The second major issue, is that the image is showing a raised floor! Why on earth would anyone put a raised floor in a vocal booth, of all places! WHY???? A raised floor is, by definition, a resonant system. It WILL resonate at certain precise frequencies, that can be calculated easily. So whenever that frequency happens to occur in any sounds inside the booth, or outside the booth, the floor will resonate in sympathy, and transmit that tone right through to the other side. It's not a good idea to have a tuned resonant box as the floor in your booth...
There's also the additional issue of impact resonance: drop something on that floor, and it will vibrate/resonate. Step on it: same thing. Put a mic stand on it, and the mic stand will pick up all those vibrations, and send them directly to the mic...

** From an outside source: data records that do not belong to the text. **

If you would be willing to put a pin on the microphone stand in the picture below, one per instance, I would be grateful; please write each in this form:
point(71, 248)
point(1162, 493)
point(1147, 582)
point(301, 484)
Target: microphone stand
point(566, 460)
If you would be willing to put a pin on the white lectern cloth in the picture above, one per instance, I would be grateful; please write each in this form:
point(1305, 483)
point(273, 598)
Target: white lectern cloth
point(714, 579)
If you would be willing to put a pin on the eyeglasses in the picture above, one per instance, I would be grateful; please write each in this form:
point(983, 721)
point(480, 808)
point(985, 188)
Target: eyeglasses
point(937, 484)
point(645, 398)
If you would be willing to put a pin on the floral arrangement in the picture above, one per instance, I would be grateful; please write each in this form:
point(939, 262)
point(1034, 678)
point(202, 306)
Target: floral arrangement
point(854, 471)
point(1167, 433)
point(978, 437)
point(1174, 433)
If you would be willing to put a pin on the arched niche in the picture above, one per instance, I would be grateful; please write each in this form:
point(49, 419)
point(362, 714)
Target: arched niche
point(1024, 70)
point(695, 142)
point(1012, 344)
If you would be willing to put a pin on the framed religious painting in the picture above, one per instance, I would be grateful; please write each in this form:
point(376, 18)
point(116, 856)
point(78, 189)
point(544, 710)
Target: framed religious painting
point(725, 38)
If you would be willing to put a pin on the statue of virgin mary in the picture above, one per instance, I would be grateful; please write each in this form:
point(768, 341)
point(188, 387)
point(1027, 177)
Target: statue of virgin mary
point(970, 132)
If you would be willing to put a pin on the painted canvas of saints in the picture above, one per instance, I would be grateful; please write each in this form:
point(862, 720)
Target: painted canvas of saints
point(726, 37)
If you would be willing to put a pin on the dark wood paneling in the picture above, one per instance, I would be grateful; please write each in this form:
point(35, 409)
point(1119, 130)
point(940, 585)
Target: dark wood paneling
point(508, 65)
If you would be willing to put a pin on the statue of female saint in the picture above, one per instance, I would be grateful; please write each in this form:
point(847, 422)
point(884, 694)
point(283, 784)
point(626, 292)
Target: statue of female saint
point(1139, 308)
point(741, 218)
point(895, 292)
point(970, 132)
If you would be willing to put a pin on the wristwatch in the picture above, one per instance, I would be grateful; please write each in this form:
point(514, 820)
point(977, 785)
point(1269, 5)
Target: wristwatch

So whoever deigned that "vocal booth", clearly doesn't know much about resonant systems, acoustic isolation, vibration, microphones, flanking paths, or studio floors either...
Not only is the floor a resonant system, it is not even needed at all! That's a myth. A very persistent myth, true, but a myth nevertheless. In the vast majority of cases, no floor is necessary, least of all a raised, resonant floor. Studios only need raised floors for very special circumstances, and this is very unlikely to be one of them. Apart from anything else, that wastes a lot of precious ceiling height...
Where are you planning to use that booth? What type of floor will you be putting it on?
I'd say that you should probably totally ignore whatever those plans say, and look around the forum for vocal booth designs that actually do work, and have been proven to work in practice. There are many examples. Use the "search feature", and you should be able to find several.